How to ensure the correctness of the torch script

marc_q · August 18, 2021, 9:23am

Hello!
Following the official tutorial, I am trying to convert a torch modle to a torch script. I am worried about how to ensure the correctness of the torch script. When convert a pytorch model to torch script via tracing(resnet18 as an example), official code shows to use a example input torch.rand(1,3,224,224) to get a traced_script_module. And then, feed the module a torch.ones(1,3,224,224) to get a output tensor. But I get different outputs when feed same torch.ones(1,3,224,224). Just because the example torch.rand(1,3,224,224)s are different. How to ensure that the results are correct, when feed real images.
thanks.

ptrblck · August 18, 2021, 7:14pm

I cannot reproduce the issue using resnet18 as seen here:

model = models.resnet18()
x = torch.randn(1, 3, 224, 224)
model_traced = torch.jit.trace(model, x)

out = model(torch.ones(1, 3, 224, 224))
out_traced = model(torch.ones(1, 3, 224, 224))
print((out - out_traced).abs().max())
> tensor(0., grad_fn=<MaxBackward1>)

In case you are using a different model, make sure the traced model uses the same “code path” as the eager model (e.g. in case data-dependent control flow is used inside the model or dropout etc.).

EDIT: the tracer should also raise a warning e.g. if dropout was used in training mode:

TracerWarning: Trace had nondeterministic nodes. Did you forget call .eval() on your model?

marc_q · August 19, 2021, 3:07am

Thanks for your attention.
I can reproduce this issue by run code twice.

model = torchvision.models.resnet18()
# An example input you would normally provide to your model's forward() method.
example = torch.rand(1, 3, 224, 224)
# Use torch.jit.trace to generate a torch.jit.ScriptModule via tracing.
traced_script_module = torch.jit.trace(model, example)

output = traced_script_module.forward(torch.ones(1,3,224,224))
traced_script_module.save("traced_resnet_model.pt")
#eg: first get: tensor([-0.0645,  0.1313, -0.3563, -0.0869,  0.3209], grad_fn=<SliceBackward>)
#   second get: tensor([-0.1508, -0.2974,  0.0963, -0.1596, -0.7377], grad_fn=<SliceBackward>)
print(output[0, :5])

Basing code above，i run it first get tensor [-0.0645, 0.1313, -0.3563, -0.0869, 0.3209], and i try to run it again, i will get tensor[-0.1508, -0.2974, 0.0963, -0.1596, -0.7377]. The only difference between two procedures are var example. it seems to generate diffenent traced script. Besides, i compared to binary traced_resnet_model.pts, they are absolutly different,as shown below.
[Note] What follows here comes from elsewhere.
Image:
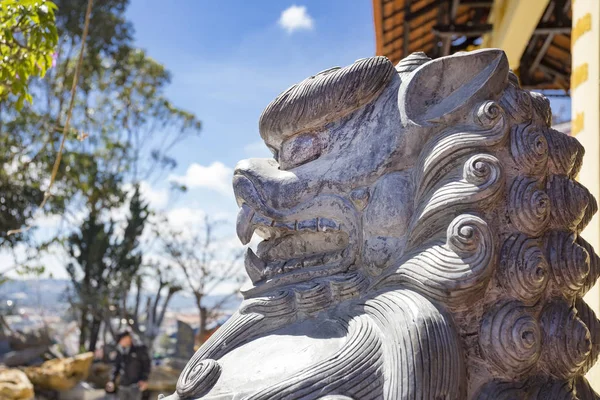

>> cmp traced_resnet_model_1.pt traced_resnet_model_2.pt 
>> raced_resnet_model_1.pt traced_resnet_model_2.pt differ: char 51, line 1

ptrblck · August 19, 2021, 4:00am

I don’t quite understand your posted code and the explanations, since the code doesn’t compare anything or do you mean you are getting different results by rerunning the entire script twice?
In the latter case, this would be expected, as you are randomly initializing the resnet18. If you want to load the pretrained model, use pretrained=True, or load a custom state_dict otherwise.

marc_q · August 19, 2021, 4:11am

Wow, that’s it.
I understand it. When I use the pre-trained model, the trace script becomes unique. and generate same result no matter how many times i run it. thank you for your patience！